La réédition de Grimm a été entreprise par Ulla Kölving, sous l’égide du Centre international d’étude du xviiie siècle de Ferney-Voltaire, au rythme d’un volume par année de correspondance. Le tome I est paru en 2006. Les suivants sortent à une cadence régulière[10], laissant espérer dans un avenir proche la fin de cette réédition marquée au coin d’une impeccable érudition.

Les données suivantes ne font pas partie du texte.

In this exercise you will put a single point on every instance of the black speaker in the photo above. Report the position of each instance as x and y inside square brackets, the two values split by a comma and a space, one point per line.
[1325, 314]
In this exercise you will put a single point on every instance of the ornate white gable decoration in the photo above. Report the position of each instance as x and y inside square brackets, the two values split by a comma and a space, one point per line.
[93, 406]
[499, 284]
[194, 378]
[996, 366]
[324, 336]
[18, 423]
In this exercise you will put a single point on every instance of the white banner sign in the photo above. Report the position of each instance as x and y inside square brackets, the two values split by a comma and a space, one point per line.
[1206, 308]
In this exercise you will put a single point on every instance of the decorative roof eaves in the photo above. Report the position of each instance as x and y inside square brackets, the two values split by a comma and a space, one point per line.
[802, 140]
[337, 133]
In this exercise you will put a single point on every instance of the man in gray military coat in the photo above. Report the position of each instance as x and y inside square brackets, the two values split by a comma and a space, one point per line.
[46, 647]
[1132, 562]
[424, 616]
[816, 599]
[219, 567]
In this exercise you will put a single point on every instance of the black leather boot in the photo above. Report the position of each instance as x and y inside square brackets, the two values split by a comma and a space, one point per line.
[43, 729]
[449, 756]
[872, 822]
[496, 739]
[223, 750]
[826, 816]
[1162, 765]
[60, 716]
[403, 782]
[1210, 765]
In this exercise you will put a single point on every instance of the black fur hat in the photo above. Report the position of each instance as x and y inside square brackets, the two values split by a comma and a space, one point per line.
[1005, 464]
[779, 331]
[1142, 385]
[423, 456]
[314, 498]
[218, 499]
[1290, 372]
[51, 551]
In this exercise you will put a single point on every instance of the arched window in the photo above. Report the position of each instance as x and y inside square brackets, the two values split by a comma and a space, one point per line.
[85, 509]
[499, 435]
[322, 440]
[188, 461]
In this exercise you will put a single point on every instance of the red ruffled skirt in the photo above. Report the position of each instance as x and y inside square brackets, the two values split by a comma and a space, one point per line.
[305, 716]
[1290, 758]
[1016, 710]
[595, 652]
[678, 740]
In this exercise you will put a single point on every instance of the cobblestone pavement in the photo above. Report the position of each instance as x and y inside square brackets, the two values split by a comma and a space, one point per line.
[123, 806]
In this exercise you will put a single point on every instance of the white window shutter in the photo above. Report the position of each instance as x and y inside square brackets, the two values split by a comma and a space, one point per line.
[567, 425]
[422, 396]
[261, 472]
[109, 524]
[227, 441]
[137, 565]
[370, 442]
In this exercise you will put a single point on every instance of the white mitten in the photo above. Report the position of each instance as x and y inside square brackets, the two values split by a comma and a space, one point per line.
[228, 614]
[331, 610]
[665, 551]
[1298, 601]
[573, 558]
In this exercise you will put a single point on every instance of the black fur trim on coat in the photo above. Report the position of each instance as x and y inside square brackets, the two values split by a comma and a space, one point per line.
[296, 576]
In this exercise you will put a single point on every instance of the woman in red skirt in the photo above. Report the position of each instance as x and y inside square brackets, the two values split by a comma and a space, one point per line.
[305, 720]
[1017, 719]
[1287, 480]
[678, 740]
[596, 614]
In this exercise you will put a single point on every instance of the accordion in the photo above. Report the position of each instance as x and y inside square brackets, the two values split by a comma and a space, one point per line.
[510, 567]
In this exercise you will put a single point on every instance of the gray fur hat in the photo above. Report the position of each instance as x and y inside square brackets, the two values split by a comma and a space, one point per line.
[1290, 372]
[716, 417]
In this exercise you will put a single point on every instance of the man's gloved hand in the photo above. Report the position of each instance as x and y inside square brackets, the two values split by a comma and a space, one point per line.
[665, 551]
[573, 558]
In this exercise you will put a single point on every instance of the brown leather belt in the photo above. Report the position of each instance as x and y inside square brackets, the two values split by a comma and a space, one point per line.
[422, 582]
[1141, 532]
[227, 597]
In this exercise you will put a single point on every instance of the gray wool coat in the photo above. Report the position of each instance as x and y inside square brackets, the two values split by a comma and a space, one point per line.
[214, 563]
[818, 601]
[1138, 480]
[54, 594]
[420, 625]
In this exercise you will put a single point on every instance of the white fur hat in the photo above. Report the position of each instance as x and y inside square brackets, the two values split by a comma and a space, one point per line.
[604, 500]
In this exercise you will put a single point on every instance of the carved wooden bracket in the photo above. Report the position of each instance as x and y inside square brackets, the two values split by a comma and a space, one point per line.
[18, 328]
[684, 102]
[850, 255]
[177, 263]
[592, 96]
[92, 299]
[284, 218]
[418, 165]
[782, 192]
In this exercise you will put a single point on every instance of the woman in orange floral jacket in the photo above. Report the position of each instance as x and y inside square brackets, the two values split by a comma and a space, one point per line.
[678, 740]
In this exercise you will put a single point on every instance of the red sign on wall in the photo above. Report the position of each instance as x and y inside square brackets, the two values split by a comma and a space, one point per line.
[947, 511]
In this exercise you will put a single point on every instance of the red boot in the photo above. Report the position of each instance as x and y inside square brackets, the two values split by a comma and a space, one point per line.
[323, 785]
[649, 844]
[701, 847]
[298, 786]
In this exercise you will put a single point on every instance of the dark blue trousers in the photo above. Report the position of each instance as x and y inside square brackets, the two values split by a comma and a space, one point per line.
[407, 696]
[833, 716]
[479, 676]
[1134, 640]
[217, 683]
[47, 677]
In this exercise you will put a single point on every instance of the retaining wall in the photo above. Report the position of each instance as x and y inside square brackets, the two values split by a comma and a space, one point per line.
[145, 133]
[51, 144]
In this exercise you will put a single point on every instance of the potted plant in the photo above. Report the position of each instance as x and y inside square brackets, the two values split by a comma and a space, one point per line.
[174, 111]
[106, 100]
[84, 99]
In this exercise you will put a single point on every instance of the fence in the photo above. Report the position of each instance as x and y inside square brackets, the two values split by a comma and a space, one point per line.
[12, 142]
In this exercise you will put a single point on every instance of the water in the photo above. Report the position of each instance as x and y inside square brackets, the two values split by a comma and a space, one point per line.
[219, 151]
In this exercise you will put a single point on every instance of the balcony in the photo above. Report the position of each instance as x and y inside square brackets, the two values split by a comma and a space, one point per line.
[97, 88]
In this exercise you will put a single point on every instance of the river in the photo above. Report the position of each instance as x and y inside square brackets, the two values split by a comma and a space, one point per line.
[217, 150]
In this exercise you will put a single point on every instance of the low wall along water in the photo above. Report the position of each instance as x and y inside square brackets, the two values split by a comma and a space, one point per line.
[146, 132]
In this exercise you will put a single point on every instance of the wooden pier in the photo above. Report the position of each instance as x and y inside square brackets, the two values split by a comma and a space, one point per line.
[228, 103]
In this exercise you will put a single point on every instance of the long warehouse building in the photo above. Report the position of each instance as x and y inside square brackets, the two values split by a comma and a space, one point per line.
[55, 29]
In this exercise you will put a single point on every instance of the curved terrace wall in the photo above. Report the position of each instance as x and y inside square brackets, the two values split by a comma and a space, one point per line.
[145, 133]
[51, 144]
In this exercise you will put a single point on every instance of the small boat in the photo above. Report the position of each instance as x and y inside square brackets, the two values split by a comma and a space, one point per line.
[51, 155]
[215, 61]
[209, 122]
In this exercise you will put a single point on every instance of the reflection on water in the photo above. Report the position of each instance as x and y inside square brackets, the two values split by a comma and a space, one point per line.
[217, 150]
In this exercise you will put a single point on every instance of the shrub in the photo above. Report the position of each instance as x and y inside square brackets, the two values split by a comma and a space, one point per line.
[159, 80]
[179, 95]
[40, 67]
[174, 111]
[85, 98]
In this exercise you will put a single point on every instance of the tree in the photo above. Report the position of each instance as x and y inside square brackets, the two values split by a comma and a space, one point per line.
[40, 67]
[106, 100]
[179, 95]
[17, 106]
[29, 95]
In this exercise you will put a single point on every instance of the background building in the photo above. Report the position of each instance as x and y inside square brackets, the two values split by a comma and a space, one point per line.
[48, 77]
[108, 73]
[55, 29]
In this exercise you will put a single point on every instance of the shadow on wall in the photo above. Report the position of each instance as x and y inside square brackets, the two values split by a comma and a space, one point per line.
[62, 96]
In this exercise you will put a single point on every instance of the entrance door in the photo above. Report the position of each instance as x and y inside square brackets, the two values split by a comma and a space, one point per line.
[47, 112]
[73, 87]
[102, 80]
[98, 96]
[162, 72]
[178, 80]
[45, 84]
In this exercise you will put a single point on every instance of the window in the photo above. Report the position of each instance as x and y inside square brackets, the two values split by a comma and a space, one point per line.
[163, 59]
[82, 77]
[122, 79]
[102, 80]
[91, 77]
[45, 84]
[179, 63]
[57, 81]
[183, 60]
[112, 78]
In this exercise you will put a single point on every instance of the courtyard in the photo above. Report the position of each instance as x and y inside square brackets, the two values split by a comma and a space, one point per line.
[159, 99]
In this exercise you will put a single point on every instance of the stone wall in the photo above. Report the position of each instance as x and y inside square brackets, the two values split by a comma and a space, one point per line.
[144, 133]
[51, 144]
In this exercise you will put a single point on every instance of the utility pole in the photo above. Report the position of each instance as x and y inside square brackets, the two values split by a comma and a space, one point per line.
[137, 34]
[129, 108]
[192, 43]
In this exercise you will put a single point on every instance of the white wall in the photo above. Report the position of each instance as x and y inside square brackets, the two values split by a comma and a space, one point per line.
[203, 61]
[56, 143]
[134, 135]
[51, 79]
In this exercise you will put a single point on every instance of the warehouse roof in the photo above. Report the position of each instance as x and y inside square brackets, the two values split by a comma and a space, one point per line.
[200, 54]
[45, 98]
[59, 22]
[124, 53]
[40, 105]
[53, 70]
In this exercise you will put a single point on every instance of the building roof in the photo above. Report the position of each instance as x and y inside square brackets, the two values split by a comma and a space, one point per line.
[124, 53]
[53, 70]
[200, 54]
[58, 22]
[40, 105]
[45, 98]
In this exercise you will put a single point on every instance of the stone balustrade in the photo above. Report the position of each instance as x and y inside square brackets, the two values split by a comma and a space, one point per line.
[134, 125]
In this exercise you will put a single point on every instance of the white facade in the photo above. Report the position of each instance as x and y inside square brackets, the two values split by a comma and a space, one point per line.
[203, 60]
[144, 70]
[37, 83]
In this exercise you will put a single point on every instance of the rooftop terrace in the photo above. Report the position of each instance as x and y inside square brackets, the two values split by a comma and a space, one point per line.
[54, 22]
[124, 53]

De son côté, le professeur Jochen Schlobach, à la tête d’une équipe d’étudiants et chercheurs de l’Université de la Sarre, a mené une campagne de prospection systématique dans les bibliothèques et fonds d’archives européens, essentiellement allemands, où des collections avaient chance d’avoir été préservées. Ses fructueuses découvertes ont donné matière à un ouvrage en forme de bilan provisoire[11]. Il y était fait état d’une quarantaine de correspondances, dont une quinzaine étaient plus précisément présentées sous forme de fiches signalétiques détaillées.

Ce ne pouvait être qu’une étape. La publication des plus importantes devait suivre dans une collection dont l’ouvrage-bilan formait le premier numéro[12]. Déjà plusieurs volumes avaient paru quand l’entreprise parut menacée par la disparition prématurée et brutale de Jochen Schlobach, maître d’oeuvre du projet. Après une période de légitime désarroi, il fut décidé de reprendre le flambeau et de poursuivre au moins les séries dont un tome avait déjà paru[13]. La collection est forte désormais d’une dizaine de volumes et les divers ensembles sont en bonne voie d’achèvement. Tous seront, espérons-le, dans un avenir pas trop lointain complétés et achevés[14].

Problèmes de frontières

En parallèle au futur travail d’édition, s’était exprimé, lors du colloque de Sarrebruck, le souci d’y voir plus clair sur le plan épistémologique, de mieux cerner cette masse d’écrits ainsi redécouverts, dont les frontières paraissaient floues. En un mot, comment convenait-il de définir la « correspondance littéraire » par rapport à la lettre d’information érudite pratiquée par les savants humanistes et leurs successeurs? Pouvait-on l’identifier au journal littéraire, genre en pleine extension tout au long de l’époque moderne? Et qu’en était-il des nouvelles à la main, qui connaissaient au même moment un identique processus d’exhumation, au sortir d’une période de presque complet désintérêt? Y répondre parut un indispensable préalable. Preuve en fut fournie dans le premier volume de la nouvelle collection, qui s’assigna pour tâche, en la confrontant aux trois formes soeurs, de proposer une définition de la correspondance littéraire[15].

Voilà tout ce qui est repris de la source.